Bryan Bergin: I wanted to start off with the demand question here. So just any comments, any measurable change in client demand that you’ve witnessed over the last three months? Obviously booking strength seems to imply a healthy continuation, but we know you’ve got a lot of moving pieces here as you’re scaling a lot of the new offerings. So I’m just really curious if you’ve seen any change to what clients are demanding in the current environment and nearly any change by client size that’s worth calling out?

Patrick Goepel: We do not see any demand changes. I mean, I think if you think about early in the quarter the July 4th week is always a vacation week, et cetera. But bookings have been solid, demand’s been — interest, level’s been really high, leads have been flowing, we feel really good about our solution set.

Bryan Bergin: My follow up then to margin expansion. So can you talk about how you’re feeling about a sustainable gross margin here? Just understanding you’ve had some higher margin revenue contributors, like the non-recurring, I believe, here that support the second quarter strength. Can you kind of give us puts and takes in that second half margin outlook? And do we need to be mindful of potential grow over pressures as you get into next year as things like ERTC sunsets?

John Pence: Let me go off the first one, Bryan, and then I’ll let kind of Pat get his perspective on that. I mean, I think in general what you can tell is that the cost of goods sold line is generally becoming relatively fixed. I mean there’s a little bit of variable component to it, like in the first quarter there’s more shipping. But I would say in general it’s fixed to going down just based on, again, the standardization and some arbitrage in terms of offshoring some of those positions. So I think that’s the way to think about it. And from my perspective is there’s relatively kind of high fixed cost to doing business, but once we add that incremental revenues, that’s where you see the margin. So that’s the way I would think about it in the back half of the year. So however, we are guiding revenues, think about cost of goods sold being relatively consistent, the way I think about — and then you can talk about the kind of year over year kind of going forward issues.

Pat Goepel: Bryan, I think we’ve done an excellent job with the cost structure. John’s really done a nice job of budgeting that. And then our team has automated solutions in such a way where we can achieve those results where COGS is roughly flat. As we look and turn into page and ‘24, we’ll probably share ‘24 guidance next quarter. But just on a whole the ERTC program we put it in the 1 time item and we’ve done that all year. There’s no question that ERTC as a program ends first quarter of 2025. So there will be some headwinds in the 2024. But if you think about kind of what we’ve done as a business, we’ve got several early day products that we’re working through that we’re pretty proud of. The Secure Act 2.0 with 401(k) will a great extension and we’re launching that as we speak.

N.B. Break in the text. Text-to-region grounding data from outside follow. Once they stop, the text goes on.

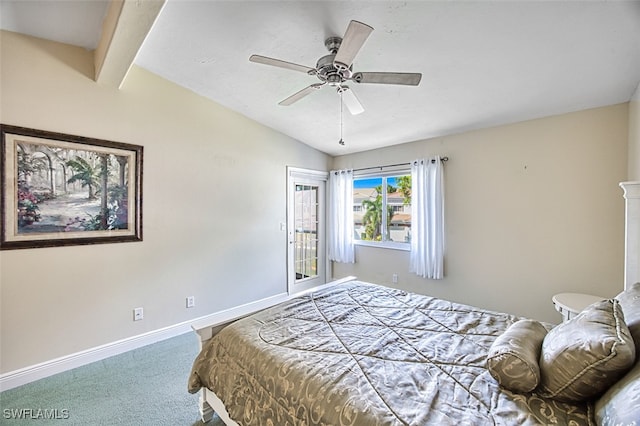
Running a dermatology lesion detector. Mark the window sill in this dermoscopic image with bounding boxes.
[353,240,411,251]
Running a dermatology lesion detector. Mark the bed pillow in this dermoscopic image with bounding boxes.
[616,283,640,359]
[537,299,635,402]
[487,319,547,393]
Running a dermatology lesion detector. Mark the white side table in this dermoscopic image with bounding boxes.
[551,293,605,321]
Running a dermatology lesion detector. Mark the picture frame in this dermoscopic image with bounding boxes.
[0,124,143,250]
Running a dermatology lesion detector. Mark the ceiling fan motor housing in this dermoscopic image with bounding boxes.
[316,37,352,86]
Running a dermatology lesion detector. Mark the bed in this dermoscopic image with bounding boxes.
[188,280,640,425]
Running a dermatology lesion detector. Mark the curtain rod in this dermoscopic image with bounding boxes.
[353,157,449,172]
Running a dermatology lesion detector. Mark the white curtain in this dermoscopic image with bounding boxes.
[328,170,355,263]
[409,156,444,279]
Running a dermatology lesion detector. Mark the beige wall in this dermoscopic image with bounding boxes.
[0,32,330,372]
[333,104,628,322]
[627,85,640,181]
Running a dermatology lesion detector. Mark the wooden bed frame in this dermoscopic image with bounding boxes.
[191,276,356,426]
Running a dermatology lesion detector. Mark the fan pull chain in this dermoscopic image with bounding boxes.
[338,90,344,146]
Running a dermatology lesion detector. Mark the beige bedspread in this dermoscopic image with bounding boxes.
[189,282,594,426]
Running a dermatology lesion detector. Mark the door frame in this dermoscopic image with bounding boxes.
[287,166,331,294]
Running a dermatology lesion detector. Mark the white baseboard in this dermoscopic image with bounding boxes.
[0,293,288,392]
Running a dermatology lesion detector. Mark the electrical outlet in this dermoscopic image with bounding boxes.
[133,308,144,321]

So we think that’ll be a good tailwind. HR compliance will be a good tailwind for us. The marketplace will be a tailwind. Our tax filing business in general will be a tailwind. And what I’m proud about the sales organization is they’ve achieved some outstanding productivity. And what we’ve kind of locked into here is if you think about small businesses in this environment, access to capital is probably their number one concern and then expertise on the changing compliance, whether it’s HR, payroll or tax filing is number two. So to have a partner to be able to solve their problems is really, really important. And that’s really what we set out to do and we’ve automated the back end in such a way for that to be efficient. So there’s no question, there might be some 1 time tailwind — headwinds going into ‘24, but we have our share of tailwinds going into it, and more to come next quarter when we announce ‘24 guidance.